Cancellation Intelligence

Your cancellation rate is not the problem. The decomposition is.

Prexisio5 min read

A 25% surgical cancellation rate is a number. Most multi-site specialty surgical practices know their number. They monitor it monthly. They present it in leadership meetings. Sometimes they celebrate when it drops a point.

What they rarely know is where the number comes from.

That gap — between knowing the rate and knowing the cause — is where most intervention attempts fail. Because a 25% cancellation rate driven by prior authorization denials requires a completely different fix than one driven by date-of-service no-shows. And an organization-wide intervention applied to a problem that is concentrated in two locations wastes resources and produces minimal results.

The rate is the symptom. The decomposition is the diagnosis.

What the rate hides

When a surgical case cancels, something specific happened. A prior authorization was denied. A patient called the day before and said they were not coming. A surgeon was unavailable. An implant was not available. A referral source sent a patient who was never a good candidate.

Each of these has a different cause. Each requires a different response. And each is masked by the aggregate cancellation rate, which treats all of them the same.

A practice with a 25% cancellation rate might have:

  • 40% of cancellations happening at one location that accounts for 25% of total volume
  • 60% of 48-hour cancellations caused by one payer's prior authorization process
  • Three referral sources with cancellation rates above 45% — double the organizational average
  • 80% of date-of-service cancellations concentrated in a specific time window

None of this is visible in the aggregate rate. All of it is visible in the decomposition.

The variables that matter

A complete cancellation decomposition should segment by at least five variables:

Cancellation window. Date-of-service, 24-hour, 48-hour, and greater than 48-hour cancellations have different causes and different intervention opportunities. 48-hour cancellations are almost always traceable to prior authorization timelines or scheduling errors. Date-of-service cancellations are more likely to involve patient readiness or same-day emergencies. The mix tells you where to focus.

Location. Multi-site practices rarely have uniform cancellation rates across locations. In our experience, two to three locations typically drive a disproportionate share of the organizational rate. Knowing which ones — and which variables are different at those locations — tells you whether the problem is a scheduling process issue, a referral source concentration, or a physical workflow problem.
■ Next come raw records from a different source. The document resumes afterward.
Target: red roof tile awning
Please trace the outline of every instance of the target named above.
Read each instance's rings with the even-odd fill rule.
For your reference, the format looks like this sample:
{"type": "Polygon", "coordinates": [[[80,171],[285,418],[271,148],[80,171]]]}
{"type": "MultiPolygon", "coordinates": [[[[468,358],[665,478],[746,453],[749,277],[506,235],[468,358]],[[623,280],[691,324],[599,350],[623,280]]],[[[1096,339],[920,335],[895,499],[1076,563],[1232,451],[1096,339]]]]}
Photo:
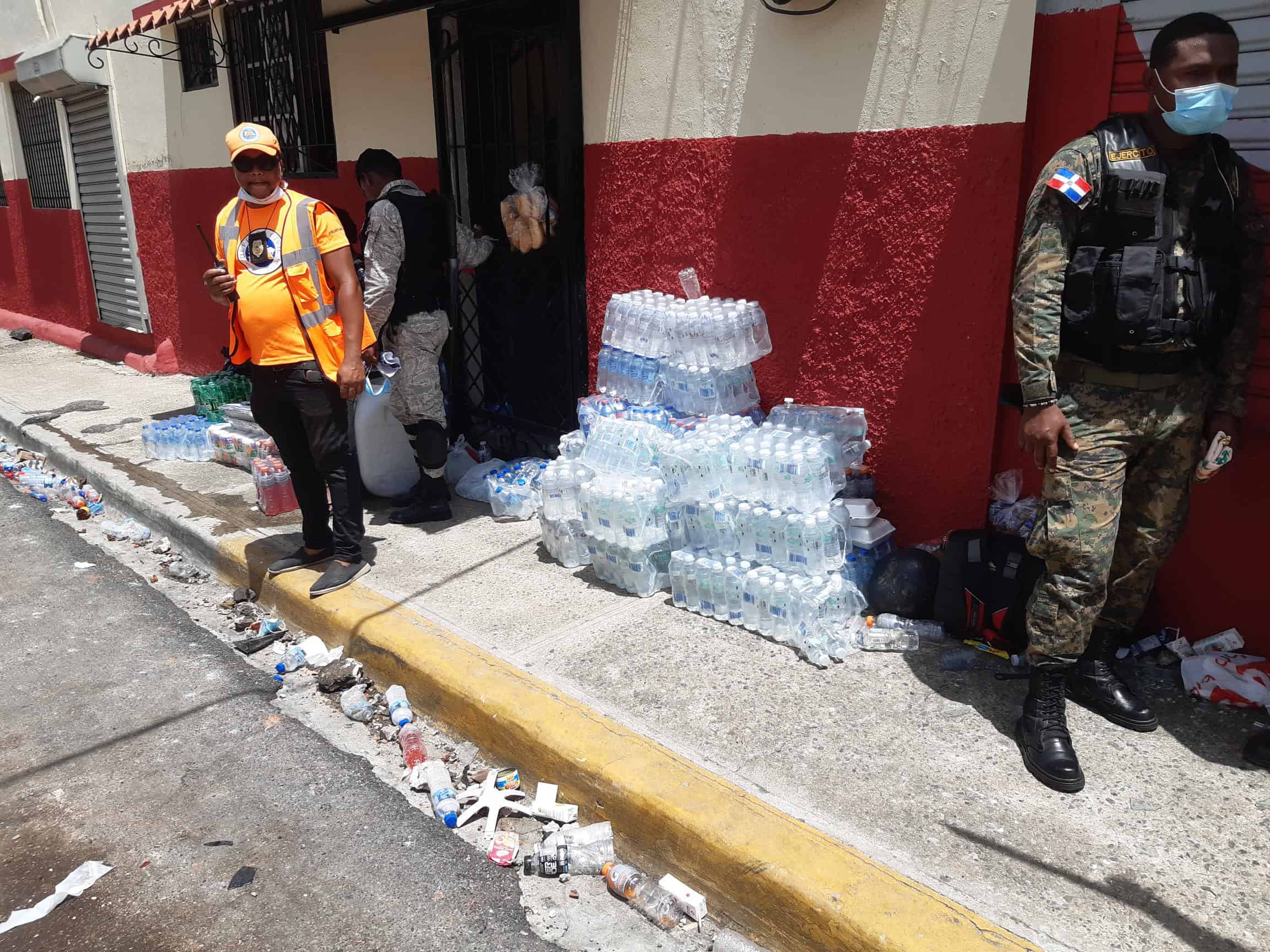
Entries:
{"type": "Polygon", "coordinates": [[[88,48],[97,50],[99,47],[109,46],[117,39],[135,37],[138,33],[159,29],[160,27],[166,27],[169,23],[177,23],[178,20],[188,20],[202,13],[207,13],[208,10],[215,10],[217,6],[231,6],[235,3],[239,3],[239,0],[177,0],[174,4],[168,4],[154,13],[138,17],[131,23],[124,23],[122,27],[103,29],[88,41],[88,48]]]}

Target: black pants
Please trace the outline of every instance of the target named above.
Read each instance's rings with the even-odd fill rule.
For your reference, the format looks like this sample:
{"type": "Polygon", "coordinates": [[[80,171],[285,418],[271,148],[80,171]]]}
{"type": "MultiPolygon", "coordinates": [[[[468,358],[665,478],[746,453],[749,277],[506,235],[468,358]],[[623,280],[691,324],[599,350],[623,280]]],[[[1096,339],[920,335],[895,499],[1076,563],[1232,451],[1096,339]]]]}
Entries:
{"type": "Polygon", "coordinates": [[[273,437],[282,462],[291,470],[291,484],[304,514],[305,546],[326,548],[334,543],[337,559],[357,562],[362,557],[366,526],[357,453],[348,439],[348,401],[325,377],[316,381],[305,377],[304,364],[253,367],[251,414],[273,437]]]}

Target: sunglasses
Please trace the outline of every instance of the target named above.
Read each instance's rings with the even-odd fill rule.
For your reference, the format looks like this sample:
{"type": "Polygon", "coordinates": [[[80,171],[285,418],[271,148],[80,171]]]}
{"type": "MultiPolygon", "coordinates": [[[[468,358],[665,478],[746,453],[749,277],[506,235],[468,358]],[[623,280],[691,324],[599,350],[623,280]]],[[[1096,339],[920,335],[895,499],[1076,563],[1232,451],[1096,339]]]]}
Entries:
{"type": "Polygon", "coordinates": [[[234,168],[241,173],[249,173],[251,169],[258,169],[259,171],[273,171],[278,168],[278,156],[276,155],[240,155],[234,160],[234,168]]]}

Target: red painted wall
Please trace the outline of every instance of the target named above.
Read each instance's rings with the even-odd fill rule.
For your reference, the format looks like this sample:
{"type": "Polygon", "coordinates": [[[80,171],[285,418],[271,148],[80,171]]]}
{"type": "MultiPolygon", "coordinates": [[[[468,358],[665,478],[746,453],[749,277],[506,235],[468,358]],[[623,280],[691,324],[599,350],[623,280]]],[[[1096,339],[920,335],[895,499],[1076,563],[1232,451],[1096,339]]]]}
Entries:
{"type": "Polygon", "coordinates": [[[592,357],[612,292],[693,265],[767,311],[766,405],[867,409],[902,539],[978,526],[1021,145],[999,124],[587,146],[592,357]]]}
{"type": "MultiPolygon", "coordinates": [[[[406,157],[405,175],[420,188],[437,188],[437,160],[406,157]]],[[[358,225],[366,199],[353,162],[339,164],[338,179],[297,179],[297,190],[345,208],[358,225]]],[[[80,215],[30,207],[25,180],[5,183],[9,207],[0,208],[0,308],[88,330],[94,338],[150,354],[165,340],[184,373],[218,369],[225,314],[207,300],[202,274],[207,251],[194,228],[215,235],[216,213],[237,187],[229,166],[128,174],[152,334],[133,334],[97,320],[80,215]]]]}
{"type": "Polygon", "coordinates": [[[25,179],[4,183],[0,208],[0,307],[91,330],[97,302],[80,213],[33,208],[25,179]]]}
{"type": "MultiPolygon", "coordinates": [[[[1036,18],[1020,206],[1041,166],[1064,142],[1111,112],[1147,108],[1139,89],[1142,66],[1140,47],[1120,5],[1036,18]]],[[[1270,176],[1259,174],[1257,187],[1262,209],[1270,213],[1270,176]]],[[[1270,654],[1261,578],[1265,557],[1257,547],[1270,537],[1270,514],[1259,491],[1270,465],[1270,320],[1265,308],[1261,326],[1243,446],[1227,470],[1195,490],[1190,526],[1160,574],[1143,622],[1179,625],[1193,640],[1233,626],[1251,650],[1270,654]]],[[[1003,358],[1005,373],[1017,380],[1008,338],[1003,358]]],[[[1026,490],[1035,493],[1040,480],[1017,451],[1017,426],[1016,411],[999,414],[993,468],[1022,466],[1026,490]]]]}

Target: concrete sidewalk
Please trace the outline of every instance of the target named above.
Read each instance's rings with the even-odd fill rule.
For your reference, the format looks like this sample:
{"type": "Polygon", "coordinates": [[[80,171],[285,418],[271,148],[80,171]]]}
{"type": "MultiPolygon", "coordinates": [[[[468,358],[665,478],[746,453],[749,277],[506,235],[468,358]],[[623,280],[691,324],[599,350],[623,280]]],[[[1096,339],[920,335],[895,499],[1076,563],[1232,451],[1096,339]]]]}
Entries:
{"type": "MultiPolygon", "coordinates": [[[[194,557],[263,552],[279,534],[278,545],[295,545],[295,519],[251,510],[244,471],[142,461],[140,421],[189,411],[188,378],[145,377],[42,341],[0,344],[0,433],[86,399],[108,409],[32,424],[23,442],[107,482],[108,504],[194,557]]],[[[991,670],[945,673],[927,649],[819,671],[665,598],[641,600],[597,584],[589,569],[560,567],[541,552],[536,522],[495,522],[466,501],[453,522],[428,528],[386,514],[386,504],[368,512],[375,569],[363,579],[381,612],[417,613],[1041,948],[1265,946],[1270,774],[1240,760],[1253,717],[1184,697],[1176,669],[1129,671],[1160,712],[1154,734],[1072,711],[1088,786],[1062,796],[1019,764],[1011,732],[1022,685],[991,670]]],[[[817,862],[792,858],[786,872],[817,862]]],[[[733,875],[744,878],[740,867],[733,875]]],[[[826,899],[850,905],[847,915],[870,901],[848,890],[826,899]]],[[[872,930],[841,947],[881,947],[881,934],[898,932],[872,930]]],[[[984,935],[986,947],[1022,947],[984,935]]],[[[897,944],[923,947],[919,937],[897,944]]]]}

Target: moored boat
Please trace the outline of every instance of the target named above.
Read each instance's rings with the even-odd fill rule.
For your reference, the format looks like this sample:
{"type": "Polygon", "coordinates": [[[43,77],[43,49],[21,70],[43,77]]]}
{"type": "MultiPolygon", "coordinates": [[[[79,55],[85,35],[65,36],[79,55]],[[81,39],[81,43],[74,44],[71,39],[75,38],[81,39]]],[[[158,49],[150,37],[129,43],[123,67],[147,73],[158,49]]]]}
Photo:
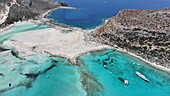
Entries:
{"type": "Polygon", "coordinates": [[[125,80],[121,77],[118,78],[121,82],[123,82],[125,85],[128,85],[128,80],[125,80]]]}
{"type": "Polygon", "coordinates": [[[141,79],[143,79],[146,82],[149,82],[149,79],[146,78],[143,74],[141,74],[140,72],[136,71],[136,75],[139,76],[141,79]]]}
Referral source. Every referring provider has an implicit cancellation rate on the cases they send. Some send surgical candidates with high prior auth success rates and low no-show rates. Others send high-volume but high-cancellation cases that look attractive in the referral funnel and cost money once they hit the schedule. The decomposition makes this visible. The aggregate rate does not.

Payer. Prior authorization processes vary dramatically by payer. Some payers approve spine procedures in 24 hours. Others require 10 to 14 days and have high denial rates on specific CPT codes. A decomposition by payer shows which payer relationships are producing 48-hour cancellations at disproportionate rates — and gives the prior auth team a specific payer to address.

Reason code. Every cancelled case has a documented reason code in the scheduling system. Those codes — patient requested, prior auth denied, no-show, provider conflict, patient not ready — are the closest thing to a ground truth on why cases cancel. They are also consistently underused for analysis, because connecting them to the other variables (location, payer, referral source) requires cross-system data that most practices do not have.

Why the decomposition is structurally hard

Most scheduling systems can produce a cancellation report. Some can segment by location or by reason code. None of them can connect cancellations to prior authorization timelines, referral source quality, or payer contract performance — because those variables live in different systems.

Prior authorization data lives in the billing system or a payer portal. Referral source information lives in the EMR, connected to the referring provider record. Surgical records, clinical timing, and ASC data live in the ASC platform. And in most multi-site practices, each of these systems assigns a different patient ID to the same person.

The decomposition requires connecting all of them. That connection does not exist inside any single system. It has to be built.

What changes when you have the decomposition

The intervention becomes targeted.

Instead of implementing a blanket prior authorization policy across all cases, you focus on the specific payer whose denial rate on spine procedures is driving your 48-hour cancellations.

Instead of a practice-wide outreach campaign to reduce no-shows, you target the three referral sources whose cases are cancelling at double the organizational rate — and have a specific conversation with each referring provider about case selection.

Instead of celebrating a 1-point drop in the organizational cancellation rate, you measure whether the specific intervention addressed the specific cause — and whether the drop came from the locations and referral sources where the problem was concentrated.

The rate tells you how bad things are. The decomposition tells you what to do about it.

The diagnostic question to ask

If your organization can answer the following question — with specific location names, referral source names, and payer names — you have a working decomposition:

Of our cancellations last month, which two locations, which three referral sources, and which two payers accounted for the largest share — and what was the cancellation rate for each?

If the honest answer is "we cannot break it down that way," the decomposition does not exist yet.

That is the starting point for everything else.